Nun – momentan dürfen wir das noch. Vieles verbietet aber die bundesweite Kultur des Stockholm-Syndroms schon heute, dass zeigt die aktuell aufgeregte Diskussion um die Forderung eines Prostitutionsverbotes durch Alice Schwarzer. Keiner wundert sich darüber, dass es momentan eher linke Kreise sind, die für die Prostitution sprechen, während die alten Puffgänger von der CDU sich gewandelt zu haben scheinen: immer mehr unterzeichnen den Aufruf von Frau Schwarzer. Hier hat sich im Denken der Linken wohl etwas verändert, was ich verpaßt habe – ich habe allerdings schon die Agenda 2010 nicht verstanden. Prostitution war früher ein Ausdruck des Krieges Reich gegen Arm: die Armut soll die Frauen dazu gezwungen haben, sich an reiche Männer zu verkaufen, um ihre Kinder durchzubringen, darum waren die Linken dagegen und die Rechten dafür. Linke hatten auch gar kein Geld dafür – bis rot/grün durch entsprechende Gesetze die Preise dieser angeblich so wertvollen und hochgeschätzten Dientsleistung auf 30 Euro senkten.
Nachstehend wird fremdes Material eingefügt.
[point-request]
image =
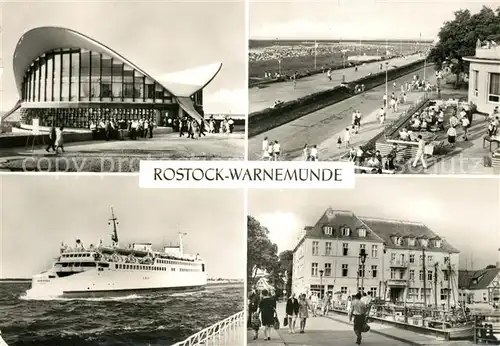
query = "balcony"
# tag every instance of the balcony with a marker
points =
(397, 282)
(398, 263)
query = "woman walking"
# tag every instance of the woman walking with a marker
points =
(303, 312)
(59, 139)
(292, 310)
(267, 310)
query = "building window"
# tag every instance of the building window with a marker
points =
(362, 247)
(361, 271)
(314, 269)
(328, 269)
(393, 273)
(315, 247)
(345, 249)
(494, 94)
(328, 248)
(345, 270)
(475, 82)
(328, 230)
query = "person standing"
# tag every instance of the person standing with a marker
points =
(59, 139)
(292, 310)
(357, 313)
(52, 139)
(420, 153)
(303, 312)
(314, 304)
(267, 311)
(347, 137)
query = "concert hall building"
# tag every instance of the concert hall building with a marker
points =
(68, 79)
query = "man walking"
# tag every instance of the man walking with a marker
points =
(357, 312)
(420, 153)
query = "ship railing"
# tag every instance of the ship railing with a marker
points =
(214, 334)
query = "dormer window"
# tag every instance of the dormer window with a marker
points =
(346, 231)
(328, 230)
(396, 240)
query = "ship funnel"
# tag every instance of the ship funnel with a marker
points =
(181, 245)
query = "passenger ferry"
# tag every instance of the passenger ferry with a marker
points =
(115, 270)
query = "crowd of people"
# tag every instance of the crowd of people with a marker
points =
(284, 51)
(262, 312)
(108, 129)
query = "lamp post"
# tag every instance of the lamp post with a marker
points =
(386, 86)
(321, 284)
(362, 258)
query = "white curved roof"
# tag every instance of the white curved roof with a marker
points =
(41, 40)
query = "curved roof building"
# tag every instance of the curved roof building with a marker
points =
(66, 78)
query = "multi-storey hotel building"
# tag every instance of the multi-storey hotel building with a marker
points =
(389, 259)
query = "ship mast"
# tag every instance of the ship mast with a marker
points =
(181, 246)
(114, 236)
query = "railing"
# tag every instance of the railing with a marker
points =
(214, 334)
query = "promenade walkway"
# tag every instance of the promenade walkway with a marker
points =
(90, 156)
(264, 96)
(335, 329)
(324, 126)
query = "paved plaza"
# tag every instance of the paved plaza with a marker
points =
(264, 96)
(335, 329)
(124, 156)
(323, 127)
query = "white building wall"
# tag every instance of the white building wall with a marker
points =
(480, 97)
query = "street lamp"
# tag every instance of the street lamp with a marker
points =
(321, 283)
(362, 258)
(386, 86)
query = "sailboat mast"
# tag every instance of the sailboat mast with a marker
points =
(114, 236)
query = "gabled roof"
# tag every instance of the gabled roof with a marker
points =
(385, 228)
(477, 280)
(339, 219)
(38, 41)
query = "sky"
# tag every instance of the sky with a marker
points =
(354, 19)
(463, 211)
(160, 37)
(39, 212)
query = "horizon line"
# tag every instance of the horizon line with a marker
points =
(340, 39)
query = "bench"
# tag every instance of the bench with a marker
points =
(491, 140)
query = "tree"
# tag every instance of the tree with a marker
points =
(458, 38)
(261, 252)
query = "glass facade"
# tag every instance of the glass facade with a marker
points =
(81, 117)
(78, 75)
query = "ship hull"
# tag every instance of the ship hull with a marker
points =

So kam auch der arme Linke in einen besonderen Genuss: sie konnten den Berlusconi machen und endlich auch mal mit minderjährigen Mädchen so verfahren, wie es der Meister vorgemacht hat, siehe Welt:

Viele Kritiker machen dafür auch die Jahre unter der Regierung von Silvio Berlusconi verantwortlich, in denen das Frauenbild in Italien von Medien und Werbung vor allem von jungen aufreizenden Mädchen beherrscht wurde, nicht von selbstbewussten Frauen. Jugendrichterin Martello sagt, viele junge Frauen seien längst überzeugt, „dass ihr Körper wichtiger und wertvoller ist als ihre Person. Und die Männer sind der Meinung, dass sie einen Körper bezahlen, benutzen und wegwerfen können“.

Dieses Prinzip – „bezahlen, benutzen, wegwerfen“ – ist das Prinzip, dass unsere Leitungselite mit allem macht, was ihnen in die Finger kommt – der ganze Planet gerät so aus den Fugen. Hier ist dieses Prinzip mal übel aufgefallen, weil es minderjährige reiche Mädchen waren, die dort benutzt wurden: für die Armen ist es ja schon allgemein akzeptiert, dass sie sich gefälligst verkaufen sollen.

Was einem besonders auffallen sollte: die reichen Eltern dachten sich nichts dabei – für sie ist das Prinzip Alltag, warum also nicht auch für ihre Kinder? Hier bewies einer der führenden Bordellbetreiber Deutschlands mehr Ethik – die hat er sich wahrscheinlich aus seinen armen Zeiten hinübergerettet.

Wo das alles enden soll?

Wollen wir doch gar nicht wissen: brächte uns in Konflikt mit unserem Stockholm-Syndrom.

Lieber nehmen wir unsere Glückspillen und freuen uns über Dieter Hildebrandt, dem die Natur den Suizid ersparte. Viele Deutsche werden ihn wohl beneiden.